Large Language Models

This page is intended as a simplified primer on important concepts for developing and customizing Large Language Models (LLM).

Models

Training a completely new base model is extremely expensive (GPT-4: $100M) due to the required compute power to achieve good results, so this is only done by tech companies with enough capital:

  • Meta: Llama (public)
  • Google: Gemma (public), Gemini (API only)
  • OpenAI: GPT (API only)
  • Anthropic: Claude (API only)
  • Mistral AI: Mistral (public)
  • (Many other models and remixes of larger models)

These models are trained on billions of web pages, e.g. wikis, open source projects, etc.

These models often have different variants:

  • Different sizes (e.g. 2B, 70B or 405B parameters). Larger models are more powerful, but require more resources.
  • Fine tunings (e.g. “instruct models” optimized for chatbots)
  • Multimodal models (understand images or speech)

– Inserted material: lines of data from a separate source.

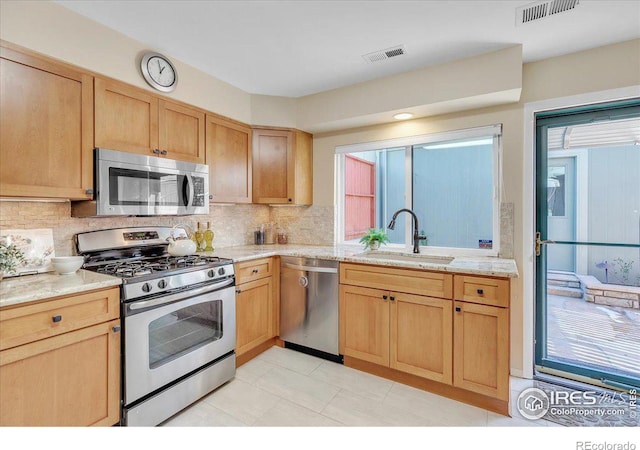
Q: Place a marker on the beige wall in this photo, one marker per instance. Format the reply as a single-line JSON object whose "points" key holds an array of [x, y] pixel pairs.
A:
{"points": [[484, 80], [604, 68], [58, 32]]}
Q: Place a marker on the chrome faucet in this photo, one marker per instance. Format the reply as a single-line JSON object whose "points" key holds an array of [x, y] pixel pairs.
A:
{"points": [[416, 235]]}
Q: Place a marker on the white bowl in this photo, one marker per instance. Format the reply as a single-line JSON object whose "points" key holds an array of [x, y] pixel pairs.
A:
{"points": [[65, 265]]}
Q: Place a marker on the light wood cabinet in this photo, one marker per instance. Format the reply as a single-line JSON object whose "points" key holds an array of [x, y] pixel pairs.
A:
{"points": [[463, 343], [181, 132], [254, 314], [421, 282], [256, 304], [228, 155], [481, 335], [282, 166], [46, 118], [66, 375], [364, 324], [407, 332], [134, 120], [421, 330]]}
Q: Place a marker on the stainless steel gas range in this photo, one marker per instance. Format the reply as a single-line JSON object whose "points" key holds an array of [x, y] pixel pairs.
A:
{"points": [[178, 314]]}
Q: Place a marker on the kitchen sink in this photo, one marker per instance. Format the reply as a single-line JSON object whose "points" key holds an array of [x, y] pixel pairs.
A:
{"points": [[408, 257]]}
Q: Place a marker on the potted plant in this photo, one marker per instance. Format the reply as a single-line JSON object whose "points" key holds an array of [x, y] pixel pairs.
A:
{"points": [[10, 257], [374, 238]]}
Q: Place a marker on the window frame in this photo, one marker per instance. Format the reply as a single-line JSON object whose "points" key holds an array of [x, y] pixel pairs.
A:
{"points": [[408, 142]]}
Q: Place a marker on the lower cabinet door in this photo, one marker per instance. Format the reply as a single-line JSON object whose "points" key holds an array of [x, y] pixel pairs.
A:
{"points": [[72, 379], [421, 339], [254, 314], [481, 349], [364, 324]]}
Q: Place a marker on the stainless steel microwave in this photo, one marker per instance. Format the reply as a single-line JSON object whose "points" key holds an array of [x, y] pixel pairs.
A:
{"points": [[129, 184]]}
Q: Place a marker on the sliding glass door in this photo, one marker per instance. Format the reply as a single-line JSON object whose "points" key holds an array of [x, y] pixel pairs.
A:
{"points": [[588, 246]]}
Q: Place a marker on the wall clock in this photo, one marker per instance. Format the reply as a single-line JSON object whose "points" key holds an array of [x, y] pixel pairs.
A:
{"points": [[158, 71]]}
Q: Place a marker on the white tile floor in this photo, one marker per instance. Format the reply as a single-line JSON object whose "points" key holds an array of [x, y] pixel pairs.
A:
{"points": [[286, 388]]}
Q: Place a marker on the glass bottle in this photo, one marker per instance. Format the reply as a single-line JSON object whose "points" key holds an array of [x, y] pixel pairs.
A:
{"points": [[208, 238], [199, 238]]}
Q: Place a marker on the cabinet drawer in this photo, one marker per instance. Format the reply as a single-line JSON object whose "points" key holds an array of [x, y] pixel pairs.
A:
{"points": [[31, 323], [253, 270], [419, 282], [485, 291]]}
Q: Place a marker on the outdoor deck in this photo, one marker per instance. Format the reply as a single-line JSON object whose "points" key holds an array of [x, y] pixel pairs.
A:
{"points": [[592, 334]]}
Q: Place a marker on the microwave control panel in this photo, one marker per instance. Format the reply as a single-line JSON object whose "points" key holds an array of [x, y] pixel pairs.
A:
{"points": [[198, 191]]}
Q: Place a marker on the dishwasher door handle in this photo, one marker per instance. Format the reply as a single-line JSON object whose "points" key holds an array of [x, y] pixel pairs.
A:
{"points": [[311, 268]]}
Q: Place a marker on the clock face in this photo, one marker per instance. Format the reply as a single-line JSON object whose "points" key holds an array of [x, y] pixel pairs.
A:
{"points": [[159, 72]]}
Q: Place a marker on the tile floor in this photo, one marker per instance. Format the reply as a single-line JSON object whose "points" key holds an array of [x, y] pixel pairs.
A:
{"points": [[285, 388]]}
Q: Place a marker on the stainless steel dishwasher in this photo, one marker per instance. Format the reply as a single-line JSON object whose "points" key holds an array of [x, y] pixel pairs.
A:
{"points": [[309, 306]]}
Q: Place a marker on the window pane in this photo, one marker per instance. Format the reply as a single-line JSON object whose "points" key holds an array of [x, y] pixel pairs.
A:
{"points": [[374, 190], [453, 192]]}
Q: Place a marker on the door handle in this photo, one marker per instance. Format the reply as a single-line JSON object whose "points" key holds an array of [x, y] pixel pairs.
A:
{"points": [[311, 268], [539, 243]]}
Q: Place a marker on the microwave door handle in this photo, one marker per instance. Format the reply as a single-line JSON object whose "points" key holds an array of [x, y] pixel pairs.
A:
{"points": [[187, 190]]}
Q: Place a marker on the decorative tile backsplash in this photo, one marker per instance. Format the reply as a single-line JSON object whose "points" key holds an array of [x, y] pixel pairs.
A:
{"points": [[232, 224]]}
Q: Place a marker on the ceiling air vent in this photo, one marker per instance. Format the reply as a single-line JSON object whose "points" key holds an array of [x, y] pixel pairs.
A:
{"points": [[539, 10], [382, 55]]}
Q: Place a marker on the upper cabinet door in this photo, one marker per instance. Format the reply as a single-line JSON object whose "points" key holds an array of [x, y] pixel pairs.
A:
{"points": [[282, 166], [228, 156], [273, 176], [46, 118], [181, 132], [126, 118]]}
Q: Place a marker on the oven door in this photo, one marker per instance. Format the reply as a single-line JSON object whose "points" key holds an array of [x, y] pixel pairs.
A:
{"points": [[164, 342]]}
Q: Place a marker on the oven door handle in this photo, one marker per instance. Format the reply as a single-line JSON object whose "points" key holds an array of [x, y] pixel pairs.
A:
{"points": [[180, 296], [188, 190]]}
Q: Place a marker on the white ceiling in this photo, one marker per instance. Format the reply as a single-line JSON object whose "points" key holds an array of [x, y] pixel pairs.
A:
{"points": [[297, 48]]}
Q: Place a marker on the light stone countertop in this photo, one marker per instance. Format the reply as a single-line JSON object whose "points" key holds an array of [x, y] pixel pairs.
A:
{"points": [[29, 288], [489, 266]]}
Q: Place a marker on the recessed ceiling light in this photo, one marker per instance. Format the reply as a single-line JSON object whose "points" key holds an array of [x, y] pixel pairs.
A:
{"points": [[403, 116]]}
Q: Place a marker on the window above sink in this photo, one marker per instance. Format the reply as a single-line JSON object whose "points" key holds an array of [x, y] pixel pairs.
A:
{"points": [[450, 180]]}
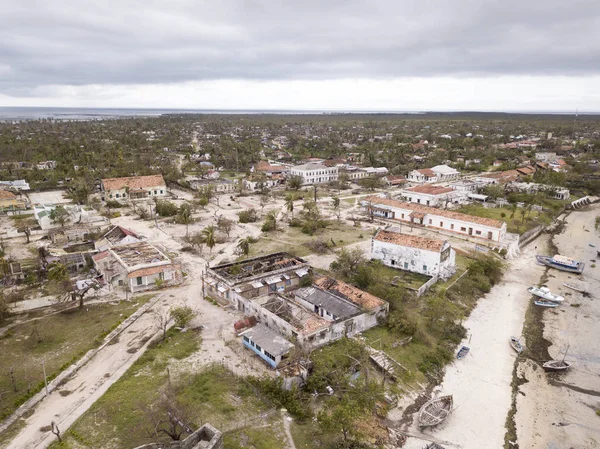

Models have different hardware requirements:

  • Small models (≤ 70B): Can run locally (no internet access) on consumer hardware (gaming graphics cards, M1 MacBooks).
  • Large models: Require expensive specialized hardware so cloud access is usually cheaper.
Input/Output

LLMs are simple when viewed from the outside:

  • Input: Text
  • Output: Text

E.g. when the input is an entire chat history in a chat-bot, the LLM can predict what the next word(s) of the text would look like (more chat messages).

By cleverly choosing the input (Prompt Engineering), you can influence the output, e.g. with examples, instructions for language patterns, more context, etc.

System Prompts

System prompts are predefined instructions given to an LLM in addition to user’s input. They set the context and tone for the interaction.

Examples:

  • Role: “You are a helpful assistant.”
  • Behavior: “Answer in English and provide detailed explanations.”
  • Context: “The time is {time} and the user’s name is {name}. Here is a document relevant to the user’s query: {document}”
Vector Databases

Data can be stored in vector databases via mathematical “feature vectors”. A collection of vectors is called an embedding.

These vectors lie in a multidimensional vector space (often plotted as a point cloud). Each dimension describes a semantic meaning (feature) of a data element. This has the advantage that related pieces of data are close to each other in the vector space.

Semantic search: A search query is converted to a feature vector and neighbors of this vector (related data) are retrieved.

Embedding Models: Text is converted to feature vectors with specialized embedding models, e.g. nomic-embed-text.

Source: Gutierrez-Osuna, R. Introduction to Pattern Analysis

Source: Google Developer - Machine Learning Crash Course

Retrieval Augment Generation

Retrival augmented generation (RAG) is used to enrich a model with knowledge from documents (e.g. PDFs, videos, websites, …).

These documents are split into chunks that are stored in a vector database as embeddings. Embeddings need to be regenerated if the documents change, so embeddings are not real-time capable.

A user request proceeds as follows:

  • The request is converted into a vector in the embedding’s vector space.
  • Neighbors of this vector are searched in the vector database (semantic search).
  • These vectors are added to the system prompt in their original text form.
  • The LLM generates a response based on the additional context in the prompt.
Tool Calling

Tool calling allows an LLM to call predefined functions (“tools”) in the executing framework’s code. With this it can call external APIs (search engines, databases, triggers, etc.). Therefore they are real-time capable.

LLMs still only handle text input and output:

  • A text description for each tool is added to the LLMs prompt, so it knows how to use them correctly.
  • It can emit JSON formatted text during generation.
  • The framework intercepts the output and calls the tool.
  • The tools result is then added to the system prompt and the LLM can continue with the next tokens.

This works better if the model was fine tuned for tool calling.

Example:

const getRecipesByMainIngedrientTool: RunnableToolFunction<any> = {
    type: 'function',
    function: {
        description: 'Search recipes by main ingredient. Ingredients should be in English and snakecase.',
        function: recipeApi.getRecipesByMainIngredient,
        parameters: {
            type: 'object',
            properties: { ingredient: { type: 'string' } },
        },
        parse: JSON.parse,
    },
};
Fine Tuning

Fine-tuning adjusts the general behavior of an existing model through further training. For example to use it as a chatbot (question/answer), as a code generator, to write books, or to use certain vocabulary.

There are two options for this:

  • Full parameter fine-tuning: An existing model is further trained, but with a specialized dataset. This adjusts all parameters over time, creating a new model. Requires a lot of computing power (expensive).
  • Low-rank adaptation (LoRA): Adds additional parameters to a model without affecting the original parameters. Requires less computing power.